I am feeling so lost in this little world of ours. I heard that sometimes you have to lose yourself completely, before you can find yourself. Life is such a difficult game. I cant imagine how much harder it could be without our loving savior. I know that our heavenly father cares about each and every one of us. I can really feel the pull of Satan tugging on me like he has never done before. I know that the force of Satan is the strongest right before, and after your mission. I just never imagined it to be this hard, everyday I face a new difficulty. As he pulls at me, and tries to push me in the wrong direction, the more I want to do what is right. Every time he pulls and pushes me though I feel a part of me falling away. Each day seems to get darker, and scarier. I love my heavenly father so much, and I know that he cares much about me. I just want Satan to leave me alone, I feel like a mess right now, and I am not quite sure what to do with myself. I love having personal prayer with our heavenly father to keep me focused on the right path. I love writing in my journal, although I don't do it often, because every time I write, I have the savior in my thoughts.I am so excited for the time to turn in my mission papers, and can not wait to get on the mission field. "For behold the field is white already to harvest, and lo he that thrusteth in his sickle with his might the same layeth up in store that he perisheth not but bringeth salvation to his soul" (D&C 4:4). I am so glad of all the things I have been blessed with. I know that our heavenly father cares, and wants us all to return to him someday. No matter how bad Satan tries to tempt us, he has no power over us. I love the gospel, and I try to live by it the best I can.

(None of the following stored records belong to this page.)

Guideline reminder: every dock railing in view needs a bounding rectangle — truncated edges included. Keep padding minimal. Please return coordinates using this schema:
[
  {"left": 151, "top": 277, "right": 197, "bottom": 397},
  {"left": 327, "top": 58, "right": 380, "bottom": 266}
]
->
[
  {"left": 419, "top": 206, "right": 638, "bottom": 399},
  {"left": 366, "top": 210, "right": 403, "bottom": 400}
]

I cant wait to find myself on my mission.

8 comments:

Katrina said...

Troy you are stronger than you know...

Spence said...

Troy, the Lord prepares his servants to do his work. He is giving you opportunities to grow. Don't ever doubt yourself. There is no reason to. You are an awesome person. And people look up to you. You will be a great missionary.

Angela said...

I think you are in a hard stage of life, with so many important decisions to make about your future, it makes sense that the adversary is working overtime on you right now. Look up D&C 90:24. (See, you are a good person doing the right things and pretty soon you will be able to look back and see how well everything worked out for you.)

Sher said...

Thanks for posting our honest thoughts, Troy. I think you'll agree with me that doing that is theraputic. I've been there sooo many times.
You have a beautiful testimony, and you will make a great missionary.
Sometimes, you just have to say, "Satan, you have no business getting in my head, so bugger off!"
Keep yourself busy. Find people to serve. And know that you are most definitely NOT the only one feeling this week.
Love you!!

Sher said...

feeling this way...is what I'm meant to say.

Cute Family said...

Troy, you are amazing. I am so proud of how much you've changed and grown up in the last year!

Heidi said...

Troy, I am so proud of how much you've progressed since I first met you. I really look up to you in a lot of ways. Thanks for sharing your testimony with us.

Nick and Stacey said...

Troy you know I love you and care about you, and if there is anything that I can do for you I will! You are such a great guy, and wonderful to everyone around you, no matter their situation. You have such an un judging heart, and I am grateful for that! Love You!